変愛
仲良し
速水もこみち似の彼は案外まめな人で私に毎日電話をして来た。
しかし、もこみち似の彼が日勤の時は良かったが、夜勤になると話は変わった。
深夜に電話が掛かって来るので、一旦眠りに入って、起こされる形になるから。
何日かするとかなり肉体的にも頭的にも 疲れが出始めた。
せっかくの好意。
ムッツリした喋り方 で迎える訳にはいかず、私は極めて明るい声を出して話を盛り上げていた。
そんなある日、
速水もこみち似の彼がこう言った。

「あのさあ~
電話するの夜勤の間 止めるわ
夜勤の休憩時間って貴重だから寝りたい。
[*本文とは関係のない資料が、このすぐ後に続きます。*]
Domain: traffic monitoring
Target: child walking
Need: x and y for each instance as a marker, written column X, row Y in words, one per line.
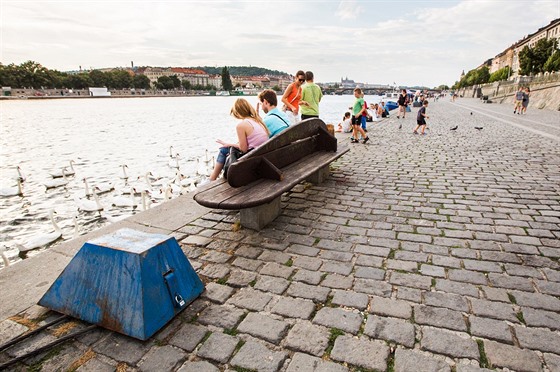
column 357, row 111
column 421, row 118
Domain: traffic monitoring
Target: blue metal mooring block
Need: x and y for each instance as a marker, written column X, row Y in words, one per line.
column 129, row 281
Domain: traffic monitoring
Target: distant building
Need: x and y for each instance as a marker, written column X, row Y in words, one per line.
column 510, row 56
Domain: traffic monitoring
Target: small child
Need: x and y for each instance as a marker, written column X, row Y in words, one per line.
column 346, row 124
column 421, row 118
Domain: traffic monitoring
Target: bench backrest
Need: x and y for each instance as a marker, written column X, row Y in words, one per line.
column 291, row 145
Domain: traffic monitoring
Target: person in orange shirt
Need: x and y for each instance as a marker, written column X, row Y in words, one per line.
column 292, row 96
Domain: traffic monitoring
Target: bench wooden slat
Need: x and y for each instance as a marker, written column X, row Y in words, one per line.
column 220, row 195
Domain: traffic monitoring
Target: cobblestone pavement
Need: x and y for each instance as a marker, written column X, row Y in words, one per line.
column 419, row 253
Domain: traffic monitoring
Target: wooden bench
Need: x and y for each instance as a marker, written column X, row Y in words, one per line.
column 256, row 182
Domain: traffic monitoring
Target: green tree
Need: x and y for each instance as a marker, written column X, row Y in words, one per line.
column 78, row 81
column 532, row 60
column 226, row 79
column 186, row 84
column 501, row 74
column 98, row 78
column 141, row 81
column 553, row 62
column 164, row 82
column 176, row 82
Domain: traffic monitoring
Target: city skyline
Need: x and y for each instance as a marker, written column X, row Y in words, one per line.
column 380, row 42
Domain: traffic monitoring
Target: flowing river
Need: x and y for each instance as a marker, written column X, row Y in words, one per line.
column 99, row 136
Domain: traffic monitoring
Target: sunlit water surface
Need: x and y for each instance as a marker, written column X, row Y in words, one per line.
column 100, row 135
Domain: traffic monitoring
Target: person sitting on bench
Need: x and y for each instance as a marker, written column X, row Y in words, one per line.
column 251, row 133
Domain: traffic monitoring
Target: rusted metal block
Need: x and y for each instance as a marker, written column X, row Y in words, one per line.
column 129, row 281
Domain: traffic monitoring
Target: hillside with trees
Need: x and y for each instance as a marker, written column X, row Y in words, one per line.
column 242, row 71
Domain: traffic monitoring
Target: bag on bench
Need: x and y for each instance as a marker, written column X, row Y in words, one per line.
column 234, row 155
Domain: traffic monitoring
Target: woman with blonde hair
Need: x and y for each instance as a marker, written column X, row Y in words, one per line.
column 251, row 133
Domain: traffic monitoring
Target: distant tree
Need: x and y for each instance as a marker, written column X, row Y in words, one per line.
column 78, row 81
column 176, row 82
column 98, row 78
column 226, row 79
column 532, row 60
column 140, row 81
column 164, row 82
column 553, row 62
column 501, row 74
column 121, row 79
column 186, row 84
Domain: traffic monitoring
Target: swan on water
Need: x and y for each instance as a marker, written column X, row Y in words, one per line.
column 174, row 162
column 101, row 188
column 86, row 205
column 12, row 191
column 4, row 257
column 21, row 176
column 125, row 202
column 64, row 171
column 41, row 240
column 124, row 176
column 57, row 182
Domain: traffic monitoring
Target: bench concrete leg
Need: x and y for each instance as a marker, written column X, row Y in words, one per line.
column 320, row 175
column 258, row 217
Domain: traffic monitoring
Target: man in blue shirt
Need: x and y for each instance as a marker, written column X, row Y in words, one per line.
column 275, row 120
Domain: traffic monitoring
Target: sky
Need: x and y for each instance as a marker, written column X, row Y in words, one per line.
column 408, row 43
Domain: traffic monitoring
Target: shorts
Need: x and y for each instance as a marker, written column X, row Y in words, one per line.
column 224, row 152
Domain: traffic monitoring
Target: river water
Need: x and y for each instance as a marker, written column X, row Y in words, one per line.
column 100, row 135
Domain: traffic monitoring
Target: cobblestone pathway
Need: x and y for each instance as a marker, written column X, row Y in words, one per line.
column 420, row 253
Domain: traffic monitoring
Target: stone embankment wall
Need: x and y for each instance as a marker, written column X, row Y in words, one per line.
column 545, row 90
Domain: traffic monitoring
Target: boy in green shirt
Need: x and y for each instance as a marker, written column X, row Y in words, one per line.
column 310, row 97
column 357, row 111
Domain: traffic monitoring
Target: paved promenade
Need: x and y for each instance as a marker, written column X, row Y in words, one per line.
column 419, row 253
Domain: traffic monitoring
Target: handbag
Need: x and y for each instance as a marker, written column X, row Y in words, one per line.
column 233, row 156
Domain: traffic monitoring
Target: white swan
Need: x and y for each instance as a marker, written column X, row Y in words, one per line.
column 125, row 202
column 124, row 175
column 101, row 188
column 57, row 182
column 41, row 240
column 4, row 257
column 87, row 205
column 114, row 219
column 21, row 176
column 174, row 162
column 64, row 171
column 12, row 191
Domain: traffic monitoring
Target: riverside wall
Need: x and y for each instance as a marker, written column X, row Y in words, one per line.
column 545, row 91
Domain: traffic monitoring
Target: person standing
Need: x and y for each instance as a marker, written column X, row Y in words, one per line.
column 421, row 118
column 403, row 103
column 292, row 96
column 518, row 101
column 311, row 95
column 525, row 100
column 275, row 120
column 357, row 111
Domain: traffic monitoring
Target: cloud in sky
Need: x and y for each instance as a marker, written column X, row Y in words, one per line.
column 406, row 42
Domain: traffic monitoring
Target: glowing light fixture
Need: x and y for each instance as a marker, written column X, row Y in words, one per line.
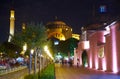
column 48, row 52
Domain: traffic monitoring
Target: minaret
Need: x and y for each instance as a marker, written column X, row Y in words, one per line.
column 12, row 24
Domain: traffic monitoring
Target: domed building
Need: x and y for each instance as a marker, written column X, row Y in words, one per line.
column 59, row 30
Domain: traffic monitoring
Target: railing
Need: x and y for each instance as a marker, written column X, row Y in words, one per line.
column 10, row 70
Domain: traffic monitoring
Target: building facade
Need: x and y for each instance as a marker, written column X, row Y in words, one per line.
column 99, row 49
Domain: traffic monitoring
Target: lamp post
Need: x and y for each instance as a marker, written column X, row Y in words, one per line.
column 30, row 60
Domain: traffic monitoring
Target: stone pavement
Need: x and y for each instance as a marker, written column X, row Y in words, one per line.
column 67, row 72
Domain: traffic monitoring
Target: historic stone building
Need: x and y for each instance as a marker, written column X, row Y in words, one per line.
column 59, row 30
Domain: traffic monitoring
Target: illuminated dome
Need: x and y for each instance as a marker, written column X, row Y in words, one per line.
column 58, row 29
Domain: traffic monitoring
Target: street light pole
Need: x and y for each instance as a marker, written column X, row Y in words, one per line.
column 30, row 60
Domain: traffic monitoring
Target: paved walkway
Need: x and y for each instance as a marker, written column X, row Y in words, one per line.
column 67, row 72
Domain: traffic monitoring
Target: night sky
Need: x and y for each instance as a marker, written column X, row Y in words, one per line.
column 75, row 13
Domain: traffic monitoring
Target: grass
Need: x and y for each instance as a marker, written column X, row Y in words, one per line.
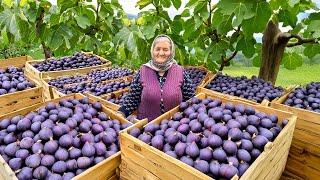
column 299, row 76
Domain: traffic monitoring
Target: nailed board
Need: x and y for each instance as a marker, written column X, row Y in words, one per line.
column 36, row 74
column 109, row 104
column 55, row 93
column 304, row 155
column 106, row 169
column 206, row 78
column 16, row 61
column 269, row 165
column 286, row 90
column 14, row 101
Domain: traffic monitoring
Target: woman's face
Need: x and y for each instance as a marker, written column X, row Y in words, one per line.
column 161, row 51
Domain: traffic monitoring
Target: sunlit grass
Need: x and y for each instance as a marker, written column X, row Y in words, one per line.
column 300, row 76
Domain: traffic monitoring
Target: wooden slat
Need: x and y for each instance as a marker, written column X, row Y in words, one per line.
column 37, row 75
column 16, row 62
column 134, row 170
column 104, row 170
column 15, row 101
column 304, row 157
column 269, row 165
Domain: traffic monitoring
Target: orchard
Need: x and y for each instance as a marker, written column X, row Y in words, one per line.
column 183, row 89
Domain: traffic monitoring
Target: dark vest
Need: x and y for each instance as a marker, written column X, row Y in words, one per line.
column 152, row 94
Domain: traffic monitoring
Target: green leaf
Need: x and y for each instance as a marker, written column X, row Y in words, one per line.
column 311, row 50
column 191, row 3
column 185, row 13
column 212, row 65
column 189, row 27
column 226, row 25
column 287, row 18
column 217, row 17
column 143, row 3
column 246, row 45
column 165, row 3
column 292, row 60
column 258, row 22
column 9, row 19
column 149, row 31
column 177, row 24
column 297, row 29
column 83, row 21
column 58, row 36
column 200, row 6
column 8, row 3
column 242, row 9
column 314, row 27
column 276, row 4
column 176, row 3
column 216, row 50
column 292, row 3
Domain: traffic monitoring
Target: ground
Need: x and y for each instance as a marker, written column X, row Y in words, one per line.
column 300, row 76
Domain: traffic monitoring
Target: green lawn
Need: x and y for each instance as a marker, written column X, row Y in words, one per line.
column 300, row 76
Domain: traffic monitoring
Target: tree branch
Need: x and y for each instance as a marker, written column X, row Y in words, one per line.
column 97, row 12
column 224, row 60
column 301, row 40
column 231, row 57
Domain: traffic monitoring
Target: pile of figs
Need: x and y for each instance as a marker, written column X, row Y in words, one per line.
column 218, row 139
column 254, row 89
column 59, row 140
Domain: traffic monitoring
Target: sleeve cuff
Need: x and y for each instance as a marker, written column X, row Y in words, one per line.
column 123, row 110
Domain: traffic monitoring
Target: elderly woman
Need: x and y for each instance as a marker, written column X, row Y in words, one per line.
column 160, row 85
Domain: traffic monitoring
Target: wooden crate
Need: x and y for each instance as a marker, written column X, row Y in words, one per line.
column 202, row 88
column 155, row 164
column 304, row 155
column 109, row 104
column 37, row 75
column 107, row 169
column 55, row 93
column 14, row 101
column 206, row 77
column 16, row 61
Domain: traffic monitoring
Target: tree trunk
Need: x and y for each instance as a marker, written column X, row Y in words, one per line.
column 46, row 50
column 274, row 43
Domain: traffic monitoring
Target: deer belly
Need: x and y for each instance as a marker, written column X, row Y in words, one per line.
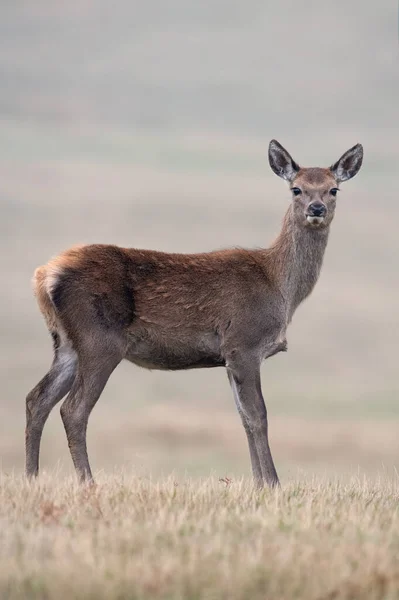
column 194, row 351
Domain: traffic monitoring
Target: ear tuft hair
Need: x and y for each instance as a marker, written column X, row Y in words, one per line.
column 282, row 162
column 349, row 164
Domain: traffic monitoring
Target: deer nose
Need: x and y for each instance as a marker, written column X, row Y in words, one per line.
column 317, row 209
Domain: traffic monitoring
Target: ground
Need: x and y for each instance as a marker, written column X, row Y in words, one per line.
column 135, row 537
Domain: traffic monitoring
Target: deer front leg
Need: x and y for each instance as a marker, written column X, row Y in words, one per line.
column 255, row 462
column 250, row 403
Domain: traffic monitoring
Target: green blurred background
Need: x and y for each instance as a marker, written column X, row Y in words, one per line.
column 147, row 124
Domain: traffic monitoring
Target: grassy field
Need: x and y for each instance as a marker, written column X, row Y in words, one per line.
column 135, row 538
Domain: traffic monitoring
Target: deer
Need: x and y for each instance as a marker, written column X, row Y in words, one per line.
column 227, row 308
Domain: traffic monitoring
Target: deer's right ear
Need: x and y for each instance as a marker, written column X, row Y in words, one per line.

」

深夜の電話に、少々疲れ気味の私には、願ってもない申し出だったが、その後のもこみち似の彼の言葉にあ然とした。
もこみちが曰わく
中川家弟似の彼に言われて私に電話をかけていたらしい。
中川家弟似の彼が言わなければ、毎日私に電話なんてしなかったと言うのだ。
私は腹がたつよりも、もこみち似の彼に呆れてしまった。
彼はあまり賢くはないらしい。
中川家弟似の彼に言われてと、言わなければ、彼に対する私のイメージが変わっていただろうに…。

天は二物は与えなかったらしい…
それでも私は、彼の良い所を探すように務めた。
嫌な面は目につきやすいからだ。

カラオケでは、毎回中川家弟似の彼が盛り上げてくれた。
煙草を吸わない私を気遣って、外に出て煙草を吸うように
中川家弟似の彼が指示し、私が退屈しないように盛り上げてくれたり。

煙草は、構わないと言った私に、中川家弟似の彼が大事な体だからと付け加えた。

「なんか妊婦みたいだね。」

と笑いながら言う私に、中川家弟似の彼が意味深に微笑んだ。